Prezydent samozwańczej Abchazji, Aslan Bzhania, podał się do dymisji, ale wycofa wniosek, jeśli protestujący nie opuszczą budynków rządowych w Suchumi we wtorek.
Prezydent Abchazji Aslan Bzhania postanowił podać się do dymisji. Stało się to na tle masowych protestów, podczas których opozycja zajęła kompleks budynków rządowych w Suchumi 15 listopada, a sam Bzhania opuścił stolicę samozwańczej republiki.
Jednocześnie, zgodnie z porozumieniem osiągniętym przez strony podczas negocjacji, opozycja musi opuścić wszystkie budynki rządowe we wtorek. W przeciwnym razie list rezygnacyjny zostanie wycofany. Wraz z Bzhanią ustąpi również premier Alexander Ankvab.
Wiceprezydent Badra Gunba będzie pełnił obowiązki prezydenta, a były przewodniczący parlamentu Valery Bganba będzie pełnił obowiązki premiera. Jednocześnie wcześniej Bzhania, oferując rezygnację, jako jeden z warunków postawił swój udział w następnych wyborach prezydenckich.

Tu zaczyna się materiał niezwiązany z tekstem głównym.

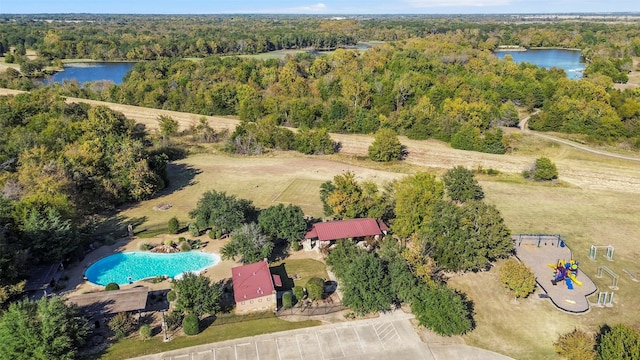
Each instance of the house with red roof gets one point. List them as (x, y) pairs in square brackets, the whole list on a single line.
[(253, 288), (324, 233)]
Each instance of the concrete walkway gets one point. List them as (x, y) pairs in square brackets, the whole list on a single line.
[(390, 336)]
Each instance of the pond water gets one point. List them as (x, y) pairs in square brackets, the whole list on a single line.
[(569, 60), (85, 72), (127, 267)]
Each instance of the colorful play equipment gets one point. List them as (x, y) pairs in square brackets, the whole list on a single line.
[(567, 271)]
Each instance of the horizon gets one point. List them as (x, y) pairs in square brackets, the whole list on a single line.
[(326, 7)]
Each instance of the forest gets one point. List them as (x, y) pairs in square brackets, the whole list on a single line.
[(432, 77)]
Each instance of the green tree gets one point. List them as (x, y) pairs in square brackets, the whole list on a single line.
[(46, 329), (173, 225), (281, 222), (248, 243), (442, 310), (366, 287), (196, 295), (386, 146), (467, 237), (543, 170), (621, 342), (462, 185), (415, 197), (122, 324), (315, 288), (191, 325), (518, 278), (576, 345), (168, 127), (221, 211)]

Protesty wybuchły na tle "umowy inwestycyjnej" między Abchazją a Rosją, która miała być rozpatrywana przez parlament w piątek. Na mocy tej umowy rosyjskie firmy mogłyby realizować projekty inwestycyjne na terytorium Abchazji.
Opozycja uważa, że niekontrolowany rozwój podniesie ceny mieszkań, naruszając prawa miejscowej ludności na rzecz bogatych Rosjan.
Jeden z liderów opozycji, były kandydat na prezydenta Adgur Ardzinba powiedział, że republika ma już ustawę inwestycyjną z 2014 roku, która zapewnia gwarancje dla inwestorów, specjalne warunki i korzyści. Według niego nowa umowa ma na celu zalegalizowanie sprzedaży mieszkań, co będzie miało niszczący wpływ na suwerenność gospodarczą Abchazji.
Większość Abchazji odłączyła się od Gruzji w wyniku walk, które zakończyły się w 1993 roku, a Gruzja straciła kontrolę nad resztą terytorium w wyniku krótkiej wojny z Rosją w 2008 roku.